La Presentazione della Vergine al Tempio di Massimo Stanzione – Giugliano in Campania, Santuario della Santissima Annunziata
La tela, raffigurante la Presentazione della Vergine al Tempio, 1618, olio su tela (307×216,5 cm), appartiene alla decorazione del cassettonato ligneo, riccamente intagliato, del santuario della Santissima Annunziata di Giuliano in Campania (NA).

È riconosciuta dalle fonti, che la datano al 1618, al pittore Massimo Stanzione e costituisce un tassello fondamentale dei suoi esordi. L’opera dà conto delle radici stilistiche del pittore e della formazione del suo linguaggio artistico. Nella struttura equilibrata della composizione si intravvedono richiami all’attività di Fabrizio Santafede, suo maestro putativo, mentre la costruzione plastica delle figure e l’uso del chiaroscuro testimoniano l’assimilazione delle innovazioni introdotte nell’ambiente partenopeo da Michelangelo Merisi da Caravaggio – presente a Napoli tra il 1606 e il 1607 e tra il 1609 e il 1610 -, filtrate attraverso l’esempio di Battistello Caracciolo.
A seguito del grave dissesto strutturale del cassettonato ligneo avvenuto nel 2001, la tela fu interessata da importanti fenomeni di degrado e ricoverata presso i depositi di Palazzo Reale di Napoli della Soprintendenza. I danni principali furono causati dal notevole carico meccanico del guano di piccione depositato sul retro della tela e dalla formazione conseguente di lacerazioni e corrosioni della fibra tessile del supporto e dalle estese e diffuse cadute di strati pittorici.

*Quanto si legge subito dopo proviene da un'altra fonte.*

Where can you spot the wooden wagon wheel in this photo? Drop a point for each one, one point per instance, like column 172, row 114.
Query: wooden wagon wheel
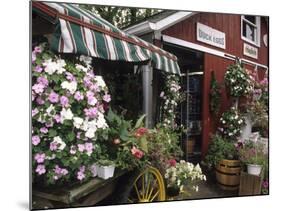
column 147, row 187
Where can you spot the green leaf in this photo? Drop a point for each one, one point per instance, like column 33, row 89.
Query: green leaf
column 140, row 121
column 143, row 144
column 71, row 136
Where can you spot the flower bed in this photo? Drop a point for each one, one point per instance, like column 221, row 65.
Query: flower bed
column 68, row 106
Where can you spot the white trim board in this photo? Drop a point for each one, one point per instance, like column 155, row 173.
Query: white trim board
column 146, row 26
column 198, row 47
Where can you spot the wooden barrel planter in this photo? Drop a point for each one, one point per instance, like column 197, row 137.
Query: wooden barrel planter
column 228, row 174
column 190, row 143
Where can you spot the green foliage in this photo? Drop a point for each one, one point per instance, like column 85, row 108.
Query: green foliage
column 163, row 145
column 238, row 80
column 215, row 95
column 219, row 149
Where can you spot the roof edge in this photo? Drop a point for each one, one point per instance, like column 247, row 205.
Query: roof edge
column 147, row 26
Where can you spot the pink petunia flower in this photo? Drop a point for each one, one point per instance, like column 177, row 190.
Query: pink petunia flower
column 40, row 169
column 53, row 97
column 64, row 101
column 38, row 88
column 35, row 140
column 78, row 96
column 107, row 98
column 40, row 157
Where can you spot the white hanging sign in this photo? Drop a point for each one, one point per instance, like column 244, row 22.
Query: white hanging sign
column 210, row 36
column 250, row 51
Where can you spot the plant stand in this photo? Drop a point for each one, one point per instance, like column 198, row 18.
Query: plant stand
column 250, row 184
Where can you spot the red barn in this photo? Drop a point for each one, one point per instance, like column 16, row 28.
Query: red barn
column 206, row 43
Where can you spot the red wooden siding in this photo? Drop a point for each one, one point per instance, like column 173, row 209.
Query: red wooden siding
column 231, row 26
column 227, row 23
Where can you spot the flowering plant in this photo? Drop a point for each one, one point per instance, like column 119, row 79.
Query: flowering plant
column 253, row 150
column 163, row 145
column 171, row 96
column 220, row 148
column 124, row 143
column 232, row 123
column 68, row 106
column 238, row 80
column 183, row 174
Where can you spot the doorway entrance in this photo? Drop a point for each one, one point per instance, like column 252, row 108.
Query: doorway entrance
column 191, row 64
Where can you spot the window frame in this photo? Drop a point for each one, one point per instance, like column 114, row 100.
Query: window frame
column 257, row 26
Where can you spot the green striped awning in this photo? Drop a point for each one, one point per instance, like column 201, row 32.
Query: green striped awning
column 80, row 31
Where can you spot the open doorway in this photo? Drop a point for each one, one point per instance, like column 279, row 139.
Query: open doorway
column 192, row 69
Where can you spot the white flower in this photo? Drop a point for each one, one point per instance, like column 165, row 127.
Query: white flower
column 101, row 123
column 86, row 59
column 66, row 114
column 71, row 86
column 50, row 67
column 100, row 82
column 91, row 132
column 59, row 141
column 50, row 109
column 81, row 68
column 60, row 66
column 77, row 122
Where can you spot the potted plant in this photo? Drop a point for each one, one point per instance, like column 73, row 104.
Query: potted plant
column 222, row 156
column 105, row 169
column 252, row 153
column 238, row 81
column 181, row 174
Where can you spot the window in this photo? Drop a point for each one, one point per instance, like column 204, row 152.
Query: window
column 250, row 29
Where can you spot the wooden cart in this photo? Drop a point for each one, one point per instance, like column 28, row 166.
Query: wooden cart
column 124, row 187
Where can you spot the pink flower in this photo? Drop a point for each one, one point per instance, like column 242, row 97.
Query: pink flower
column 40, row 157
column 33, row 57
column 40, row 101
column 42, row 80
column 53, row 146
column 40, row 169
column 44, row 130
column 81, row 147
column 64, row 101
column 172, row 162
column 80, row 175
column 37, row 49
column 89, row 148
column 38, row 69
column 57, row 118
column 34, row 112
column 73, row 150
column 53, row 97
column 136, row 152
column 78, row 96
column 107, row 98
column 91, row 112
column 141, row 131
column 38, row 88
column 35, row 140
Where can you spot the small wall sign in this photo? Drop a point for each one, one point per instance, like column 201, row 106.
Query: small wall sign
column 250, row 51
column 210, row 36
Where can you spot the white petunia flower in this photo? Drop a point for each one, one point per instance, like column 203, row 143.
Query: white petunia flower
column 91, row 132
column 66, row 114
column 71, row 86
column 50, row 67
column 60, row 66
column 59, row 141
column 100, row 82
column 77, row 122
column 81, row 68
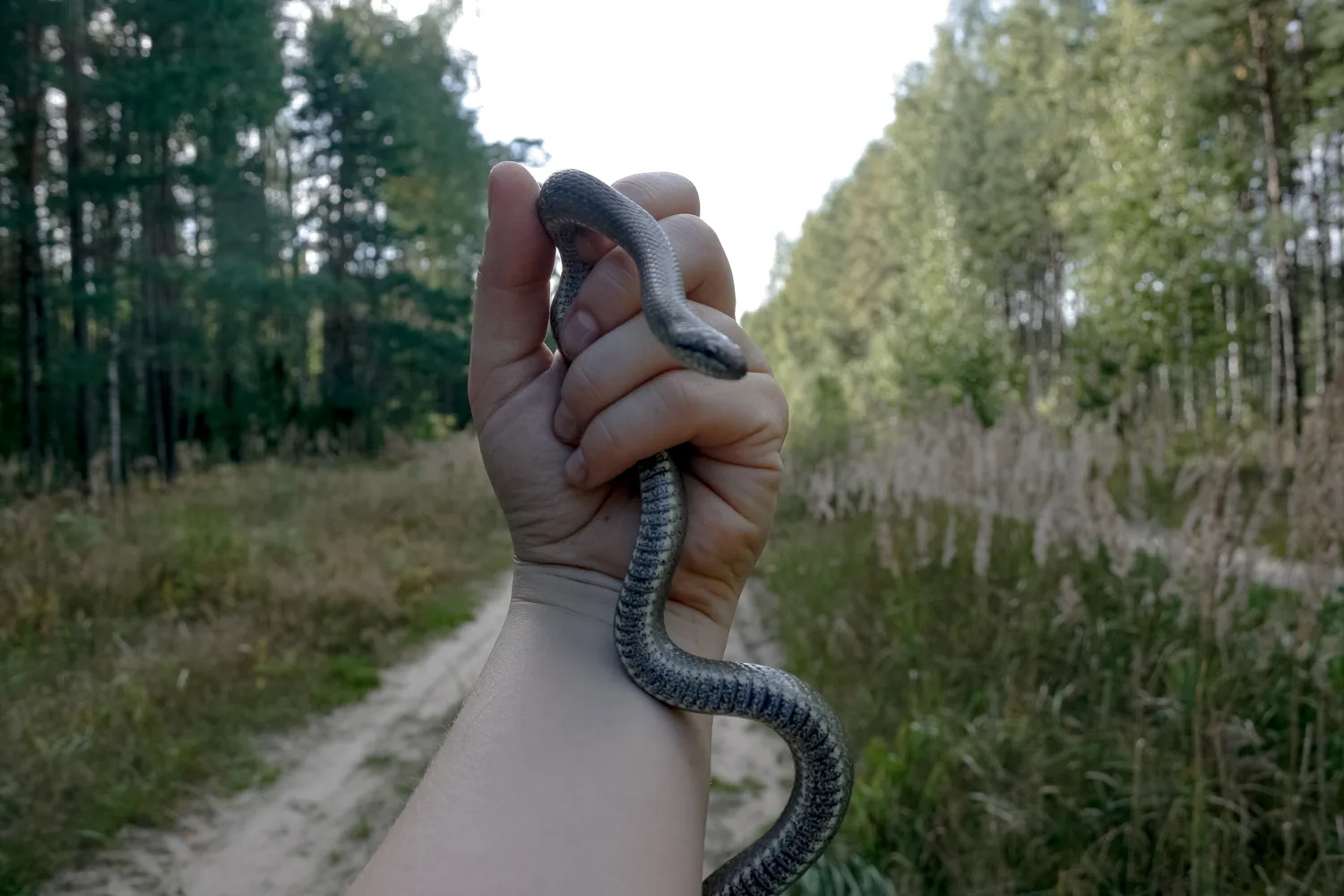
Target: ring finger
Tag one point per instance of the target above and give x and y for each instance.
(610, 295)
(626, 358)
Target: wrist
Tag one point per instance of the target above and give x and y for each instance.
(593, 597)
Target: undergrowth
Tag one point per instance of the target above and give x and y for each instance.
(145, 642)
(1064, 728)
(1043, 702)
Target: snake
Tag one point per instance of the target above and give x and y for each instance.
(573, 201)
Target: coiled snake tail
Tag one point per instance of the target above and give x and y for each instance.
(823, 766)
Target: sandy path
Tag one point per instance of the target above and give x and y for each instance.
(343, 780)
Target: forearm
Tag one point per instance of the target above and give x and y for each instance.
(559, 775)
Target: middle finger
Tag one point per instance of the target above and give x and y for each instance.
(626, 358)
(610, 295)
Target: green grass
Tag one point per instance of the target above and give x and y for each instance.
(144, 645)
(1064, 728)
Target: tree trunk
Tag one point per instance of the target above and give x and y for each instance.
(85, 408)
(1281, 293)
(113, 409)
(156, 295)
(1336, 188)
(29, 158)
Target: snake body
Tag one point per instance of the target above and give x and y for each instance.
(823, 766)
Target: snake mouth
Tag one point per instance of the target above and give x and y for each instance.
(711, 354)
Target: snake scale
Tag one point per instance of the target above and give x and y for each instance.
(823, 767)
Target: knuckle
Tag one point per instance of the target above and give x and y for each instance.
(693, 231)
(580, 392)
(604, 444)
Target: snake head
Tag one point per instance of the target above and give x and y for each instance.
(709, 351)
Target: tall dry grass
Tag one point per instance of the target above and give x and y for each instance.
(142, 640)
(1055, 692)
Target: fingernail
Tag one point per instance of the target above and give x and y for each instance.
(566, 426)
(575, 470)
(580, 332)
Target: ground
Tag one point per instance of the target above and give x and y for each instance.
(340, 782)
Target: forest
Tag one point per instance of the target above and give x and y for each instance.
(1085, 206)
(237, 228)
(1062, 520)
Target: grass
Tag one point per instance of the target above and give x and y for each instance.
(145, 642)
(1039, 708)
(1066, 728)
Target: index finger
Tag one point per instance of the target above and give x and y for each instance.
(659, 193)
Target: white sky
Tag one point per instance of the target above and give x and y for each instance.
(762, 105)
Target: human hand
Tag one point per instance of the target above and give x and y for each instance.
(559, 437)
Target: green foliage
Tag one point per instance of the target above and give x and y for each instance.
(1062, 727)
(1072, 209)
(282, 209)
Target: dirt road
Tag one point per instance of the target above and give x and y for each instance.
(341, 780)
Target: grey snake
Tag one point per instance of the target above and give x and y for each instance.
(823, 767)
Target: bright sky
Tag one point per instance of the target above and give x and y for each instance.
(763, 105)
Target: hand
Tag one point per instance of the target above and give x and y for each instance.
(561, 438)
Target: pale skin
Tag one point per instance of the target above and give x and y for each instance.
(559, 775)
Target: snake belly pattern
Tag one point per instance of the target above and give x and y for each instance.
(823, 766)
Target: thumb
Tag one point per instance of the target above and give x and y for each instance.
(510, 308)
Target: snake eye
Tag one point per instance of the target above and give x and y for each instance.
(709, 351)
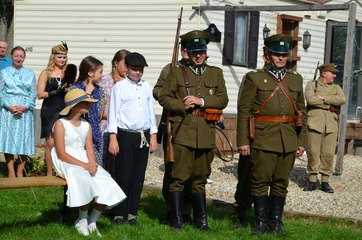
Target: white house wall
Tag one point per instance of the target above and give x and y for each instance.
(100, 28)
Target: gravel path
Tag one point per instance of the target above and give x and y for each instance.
(344, 203)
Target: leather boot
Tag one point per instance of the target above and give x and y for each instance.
(261, 215)
(176, 210)
(276, 212)
(199, 211)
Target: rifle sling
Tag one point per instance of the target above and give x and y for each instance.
(268, 99)
(188, 90)
(285, 92)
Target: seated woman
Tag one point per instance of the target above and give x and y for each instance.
(74, 159)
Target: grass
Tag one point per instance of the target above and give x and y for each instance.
(22, 217)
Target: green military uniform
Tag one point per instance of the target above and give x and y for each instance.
(322, 125)
(187, 201)
(194, 132)
(243, 196)
(277, 138)
(194, 136)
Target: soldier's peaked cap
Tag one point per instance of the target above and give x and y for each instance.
(279, 43)
(328, 67)
(196, 40)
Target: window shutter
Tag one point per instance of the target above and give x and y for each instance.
(253, 39)
(229, 38)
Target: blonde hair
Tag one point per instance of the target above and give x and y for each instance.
(58, 49)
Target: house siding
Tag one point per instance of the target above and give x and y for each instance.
(100, 28)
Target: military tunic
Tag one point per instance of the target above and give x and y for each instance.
(322, 127)
(194, 136)
(274, 148)
(187, 199)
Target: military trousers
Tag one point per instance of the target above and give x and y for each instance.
(187, 194)
(270, 172)
(191, 164)
(130, 164)
(321, 148)
(243, 197)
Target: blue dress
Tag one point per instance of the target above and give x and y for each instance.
(17, 88)
(94, 118)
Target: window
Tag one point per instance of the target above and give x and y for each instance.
(335, 53)
(241, 38)
(290, 25)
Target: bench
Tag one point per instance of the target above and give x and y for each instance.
(27, 182)
(43, 181)
(353, 136)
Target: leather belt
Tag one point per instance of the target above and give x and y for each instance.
(197, 112)
(284, 119)
(133, 131)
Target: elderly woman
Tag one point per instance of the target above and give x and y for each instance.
(17, 102)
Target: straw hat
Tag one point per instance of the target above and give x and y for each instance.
(73, 97)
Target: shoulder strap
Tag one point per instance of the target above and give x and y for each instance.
(268, 99)
(186, 79)
(285, 92)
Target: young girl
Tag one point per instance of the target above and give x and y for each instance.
(90, 75)
(51, 89)
(74, 159)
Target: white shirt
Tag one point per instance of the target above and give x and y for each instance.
(131, 107)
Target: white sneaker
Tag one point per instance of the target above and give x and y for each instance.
(92, 228)
(82, 226)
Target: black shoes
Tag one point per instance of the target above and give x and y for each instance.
(240, 222)
(133, 222)
(326, 188)
(122, 221)
(312, 186)
(119, 221)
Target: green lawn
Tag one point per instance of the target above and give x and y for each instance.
(22, 216)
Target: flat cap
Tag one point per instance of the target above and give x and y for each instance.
(279, 43)
(328, 67)
(196, 40)
(136, 59)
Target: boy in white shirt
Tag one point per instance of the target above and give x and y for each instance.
(132, 128)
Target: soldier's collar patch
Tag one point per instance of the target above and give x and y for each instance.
(198, 70)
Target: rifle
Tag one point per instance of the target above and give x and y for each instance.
(170, 154)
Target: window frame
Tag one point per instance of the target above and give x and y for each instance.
(252, 38)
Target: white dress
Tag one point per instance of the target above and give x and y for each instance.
(82, 186)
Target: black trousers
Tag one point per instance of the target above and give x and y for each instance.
(131, 163)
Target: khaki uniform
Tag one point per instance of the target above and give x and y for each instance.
(187, 200)
(274, 148)
(195, 137)
(322, 127)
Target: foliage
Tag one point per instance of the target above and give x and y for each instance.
(6, 11)
(35, 166)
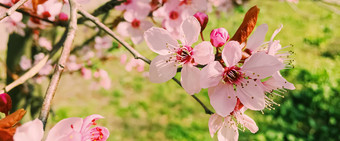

Tali problemi di natura conservativa rischiavano di compromettere la stabilità della materia pittorica; pertanto, nel 2024 si è proceduto ad un intervento di restauro finanziato dal MiC che ha consentito di arrestare i fenomeni di degrado in corso e di restituire leggibilità al testo pittorico originale.
Una complessa campagna diagnostica ha permesso di individuare l’esatta natura degli agenti patogeni e individuare le cause del degrado. Il dipinto, infatti, già in tempi remoti, presentava enormi lacune degli strati pittorici, oggi verosimilmente riconducibili al fenomeno di saponificazione dei grassi costituenti la preparazione. È stato possibile anche individuare le sostanze soprammesse non coeve che testimoniano almeno 4 interventi precedenti, l’ultimo documentato tra il 1997 e il 2000.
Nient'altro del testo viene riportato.